It's the lean set of outputs I was asking about. Saying that someone would be able to make the game display in 3D would require a bit of work somewhere, depending on what you intend as the field of view. Would the client ask for all the things in a given rectangle? Where is the control on how much is sent (there can be hundreds of thousands of objects in the rectangle)? I suppose the client could also send in an item cap or something like that. Seems like it would be quite a bit of work on my part, and that I'd also essentially be in the position of supporting 3rd party app performance. It could also just pass across a pointer to the object list and let them do all the culling, but then I'd have to publish all my object definitions, which I'm somewhat leary of, and I'd also have to maintain and update and explain that information constantly, which is a lot more work for me. Or I'd have to set up a second object list with less information that gets sent across? In which case the performance of DF in general decreases as this new data structure is maintained. Or perhaps there's something else.<P>Regarding the DLL, I don't quite understand that either. I know they were just examples, but when would the game engine ever use the dll to call something like drawDwarf? I thought the engine wasn't in charge of that. Does the game engine do more work with drawing game objects than reporting information about their type and location? I thought the client would take the location/type information and do whatever drawing it wanted to do independent of the engine. Or maybe drawDwarf was a name for the location/type report? I guess it couldn't be drawDwarf, because dwarves don't exist outside the raws, so it would have to be something fairly general, and some of the issues raised above come up again.
I think taking a look at Blizzards WoW client interface might help, especially concerns about losing control of the project or being asked to support someone else's. As long as you maintained the vanilla ascii interface, other people's would be no more your responsibility than the graphics sets or raws are now.

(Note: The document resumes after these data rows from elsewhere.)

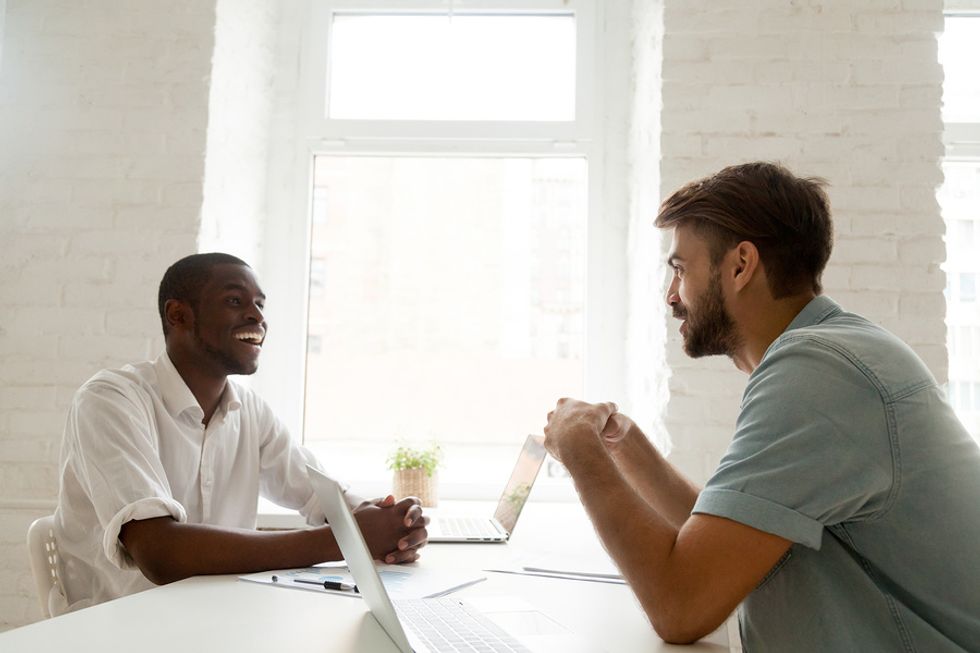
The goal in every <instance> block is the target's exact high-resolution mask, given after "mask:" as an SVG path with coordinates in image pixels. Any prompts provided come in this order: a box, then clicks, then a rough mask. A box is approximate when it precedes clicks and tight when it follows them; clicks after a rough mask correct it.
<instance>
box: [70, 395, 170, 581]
mask: <svg viewBox="0 0 980 653" xmlns="http://www.w3.org/2000/svg"><path fill="white" fill-rule="evenodd" d="M67 432H68V433H69V434H71V436H72V437H69V438H67V439H66V446H67V447H69V448H70V449H71V450H72V451H71V452H70V453H71V455H70V456H69V460H70V461H71V462H70V464H71V465H73V466H74V471H75V475H76V477H77V479H78V482H79V483H80V484H81V486H82V490H83V491H84V493H85V495H86V496H87V497H88V498H89V500H90V501H91V502H92V505H93V507H94V509H95V514H96V516H97V518H98V522H99V523H98V524H97V527H98V528H99V529H100V530H101V531H102V547H103V550H104V551H105V554H106V557H108V558H109V560H110V561H111V562H112V563H113V564H114V565H116V566H117V567H119V568H120V569H133V568H135V567H136V565H135V563H134V562H133V560H132V558H130V557H129V554H128V553H127V552H126V549H125V547H124V546H123V545H122V542H120V541H119V531H120V529H121V528H122V526H123V524H125V523H126V522H128V521H131V520H134V519H150V518H153V517H166V516H169V517H173V518H174V519H176V520H177V521H181V522H183V521H186V520H187V514H186V512H185V510H184V507H183V506H181V505H180V503H178V502H177V501H176V500H175V499H174V498H173V494H172V492H171V490H170V484H169V482H168V480H167V475H166V473H165V471H164V469H163V465H162V463H161V461H160V452H159V442H158V438H157V437H156V434H155V430H154V428H153V426H152V423H151V419H150V416H149V414H148V413H147V411H146V410H145V408H144V407H142V406H141V405H140V404H139V402H138V401H134V400H133V399H132V398H131V397H129V396H127V395H126V394H125V393H124V392H123V391H122V390H120V389H119V388H116V387H114V386H112V385H110V384H103V383H89V384H88V385H87V386H85V387H84V388H82V389H81V390H80V391H79V393H78V395H77V396H76V398H75V402H74V404H73V406H72V409H71V411H70V412H69V415H68V429H67ZM94 526H96V525H93V527H94Z"/></svg>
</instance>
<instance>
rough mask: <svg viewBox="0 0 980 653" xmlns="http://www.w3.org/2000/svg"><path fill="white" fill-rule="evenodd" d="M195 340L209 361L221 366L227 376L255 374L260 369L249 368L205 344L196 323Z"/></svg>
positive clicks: (220, 366) (220, 350)
mask: <svg viewBox="0 0 980 653" xmlns="http://www.w3.org/2000/svg"><path fill="white" fill-rule="evenodd" d="M194 340H195V341H197V344H198V346H199V347H200V348H201V350H202V351H203V352H204V353H205V355H206V356H207V358H208V360H209V361H210V362H212V363H215V364H216V365H218V366H220V368H221V370H222V371H223V372H224V373H225V374H255V371H256V370H257V369H258V366H257V365H255V366H248V365H247V364H246V363H244V362H242V361H240V360H237V359H236V358H235V357H234V356H232V355H231V354H230V353H228V352H226V351H221V350H220V349H218V348H217V347H212V346H211V345H209V344H208V343H206V342H204V339H203V338H201V333H200V330H199V329H198V324H197V322H194Z"/></svg>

For DLLs (You can do something similar with Vanilla C), you don't expose the code, only a small set of functions.
At a broad overview, if I were going to write a 3rd party interface, I'd want :
What's in this square? (would only return what the player could see)

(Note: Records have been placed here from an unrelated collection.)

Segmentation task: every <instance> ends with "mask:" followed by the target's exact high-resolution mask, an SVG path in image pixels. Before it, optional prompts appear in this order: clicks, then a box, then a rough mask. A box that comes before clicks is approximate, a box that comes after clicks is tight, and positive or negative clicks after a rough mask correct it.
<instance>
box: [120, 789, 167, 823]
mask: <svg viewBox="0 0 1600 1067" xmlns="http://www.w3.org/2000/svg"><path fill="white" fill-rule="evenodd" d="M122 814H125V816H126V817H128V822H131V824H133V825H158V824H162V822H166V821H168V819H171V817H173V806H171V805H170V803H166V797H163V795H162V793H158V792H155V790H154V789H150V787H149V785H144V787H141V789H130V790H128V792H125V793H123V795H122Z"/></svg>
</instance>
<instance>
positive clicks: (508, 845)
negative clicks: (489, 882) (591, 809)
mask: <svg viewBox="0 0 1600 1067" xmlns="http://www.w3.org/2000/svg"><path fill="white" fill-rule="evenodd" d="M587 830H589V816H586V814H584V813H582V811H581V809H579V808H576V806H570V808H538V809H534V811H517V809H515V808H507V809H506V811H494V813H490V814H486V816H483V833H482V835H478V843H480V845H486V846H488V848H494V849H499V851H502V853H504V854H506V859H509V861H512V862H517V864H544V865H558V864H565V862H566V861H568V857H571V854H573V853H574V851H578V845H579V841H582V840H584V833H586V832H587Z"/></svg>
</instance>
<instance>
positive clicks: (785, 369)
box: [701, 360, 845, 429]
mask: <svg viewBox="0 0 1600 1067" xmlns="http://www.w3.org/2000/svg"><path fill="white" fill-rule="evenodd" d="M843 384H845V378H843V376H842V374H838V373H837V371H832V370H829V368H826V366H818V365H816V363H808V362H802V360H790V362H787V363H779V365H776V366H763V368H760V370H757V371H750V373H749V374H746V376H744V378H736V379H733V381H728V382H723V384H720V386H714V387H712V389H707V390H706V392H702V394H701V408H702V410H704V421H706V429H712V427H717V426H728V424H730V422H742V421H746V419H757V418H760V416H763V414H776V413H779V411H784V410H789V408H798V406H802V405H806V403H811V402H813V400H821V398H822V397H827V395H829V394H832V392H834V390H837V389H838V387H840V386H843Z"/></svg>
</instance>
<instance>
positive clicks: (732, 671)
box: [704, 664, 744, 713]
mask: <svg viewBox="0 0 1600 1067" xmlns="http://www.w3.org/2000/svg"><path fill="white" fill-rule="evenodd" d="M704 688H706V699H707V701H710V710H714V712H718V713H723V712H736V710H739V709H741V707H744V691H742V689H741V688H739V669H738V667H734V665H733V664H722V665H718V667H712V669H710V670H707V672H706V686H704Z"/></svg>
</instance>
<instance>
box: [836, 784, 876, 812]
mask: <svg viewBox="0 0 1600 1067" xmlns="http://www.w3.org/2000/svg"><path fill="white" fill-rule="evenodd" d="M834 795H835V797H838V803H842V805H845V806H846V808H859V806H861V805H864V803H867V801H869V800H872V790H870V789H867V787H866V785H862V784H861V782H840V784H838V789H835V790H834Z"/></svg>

Take a turn. (Do everything you currently do on a turn)
Get events ( Basically anything that you might want to pause on or display)
Actions (Rather than the current menu system, you'd have a 'build' command with parameters)
Build
DwarfChanges (Create a public 'Dwarf' labour object that would turn stuff on and off)
DesignateSquare (Force the UI to call once for every square. This would allows stamps)
Queue Workshop
GetInfo
GetLog
GetStocks(Filter) *UI could then do all the work only displaying the right things
etc. (Note that this enables a separate window that does nothing but display your seeds!)
At the office, we do this (completely separate UI from business logic) whereever possible for the same reasons. The smart guy can do the advanced work, while the new guys can make the simple interface changes without having to worry about them making million dollar errors.
Personally, I would think that it's good OOP practice to do something like this for your own sanity, even if you never let other people write the interfaces.